Öğlen Jimine kaba davrandığı için özür dilemeye gelmişti ve şimdi karşılaştığı manzara sinirini bozmuştu. Arka kapıdan evi terk eden Taehyungu görmek beklediği şey değildi.
Jimin kapıyı açana kadar öfkeyle ahşap kapıyı yumrukladı.
Jimin karşısındaki kişiyi görünce gözleri irileşti ve yüzüne güzel gülümsemesini yerleştirdi.
"Merhaba, hyung!" Çocuk hyungunun yüzündeki öfkeli ifadeyi görünce yüzündeki gülüşü sildi.
"Hyung, iyi misin?"
Yoongi gözlerini devirdi. "Taehyungun gizlice evinden çıktığını gördüm. Bu kadar sürtük olduğunu bilmiyordum."
"Ne? Yoongi Taehyung bana yardım ed-"
"Özürlerini başkası için sakla. Senin gibi acınası birinden özür dilemeyi düşündüğüme inanamıyorum." Yoongi arkasını dönüp gitmeden önce Jimin ile alay etmişti.

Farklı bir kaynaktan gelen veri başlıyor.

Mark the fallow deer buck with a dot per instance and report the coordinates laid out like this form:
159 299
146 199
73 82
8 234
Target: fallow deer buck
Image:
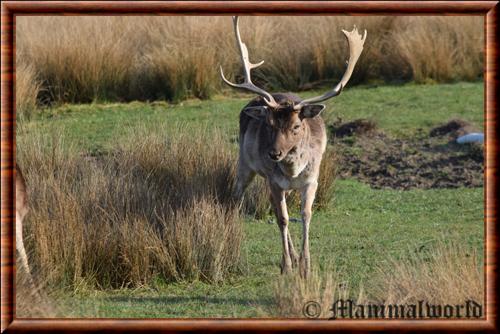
283 138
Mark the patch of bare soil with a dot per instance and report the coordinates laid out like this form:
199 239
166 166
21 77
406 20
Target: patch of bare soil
428 160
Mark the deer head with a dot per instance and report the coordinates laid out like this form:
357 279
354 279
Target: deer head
285 119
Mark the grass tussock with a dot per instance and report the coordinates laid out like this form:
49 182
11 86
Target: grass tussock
443 274
27 89
173 58
152 209
158 206
448 50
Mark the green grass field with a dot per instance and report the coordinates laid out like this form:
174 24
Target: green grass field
355 234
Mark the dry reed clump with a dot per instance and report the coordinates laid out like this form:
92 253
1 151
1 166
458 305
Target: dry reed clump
442 50
82 59
27 89
447 273
136 214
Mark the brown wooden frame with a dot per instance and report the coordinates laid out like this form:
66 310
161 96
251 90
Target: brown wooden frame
488 9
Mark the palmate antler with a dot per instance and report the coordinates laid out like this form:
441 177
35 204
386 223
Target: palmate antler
248 84
356 43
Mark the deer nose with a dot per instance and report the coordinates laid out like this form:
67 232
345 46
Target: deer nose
275 155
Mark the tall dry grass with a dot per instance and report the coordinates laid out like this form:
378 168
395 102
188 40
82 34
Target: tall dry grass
446 273
158 206
27 90
154 208
81 59
447 49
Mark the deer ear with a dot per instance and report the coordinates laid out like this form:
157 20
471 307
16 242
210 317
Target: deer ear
311 110
259 112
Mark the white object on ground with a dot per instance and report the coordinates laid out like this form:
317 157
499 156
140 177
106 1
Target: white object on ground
474 137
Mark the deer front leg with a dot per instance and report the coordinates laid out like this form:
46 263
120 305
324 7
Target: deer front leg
280 209
307 199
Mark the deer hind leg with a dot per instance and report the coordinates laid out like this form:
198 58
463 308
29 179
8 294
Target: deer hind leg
308 194
293 253
280 209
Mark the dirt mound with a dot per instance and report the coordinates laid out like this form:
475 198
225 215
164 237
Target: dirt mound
357 127
453 129
420 162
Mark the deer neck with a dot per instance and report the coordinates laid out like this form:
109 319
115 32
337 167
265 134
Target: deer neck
298 158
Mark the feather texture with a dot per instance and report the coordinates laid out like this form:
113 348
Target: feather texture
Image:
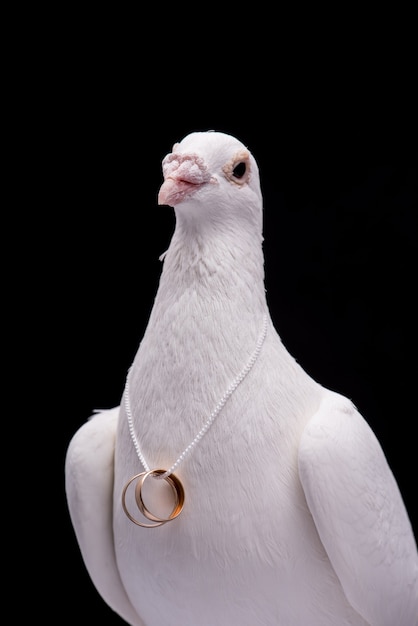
292 515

"Hyung!" Yoonginin arkasından bağırdı Jimin ama cevap alamadı. Göz yaşları görüşünü bulanıklaştırıyordu.
"H-hyung" son kez cevap almak için fıısldadı. Ama cevap almadığında kapıyı kapattı.
Elleriyle ağzını kapattı ve duvara yaslanarak çöktü.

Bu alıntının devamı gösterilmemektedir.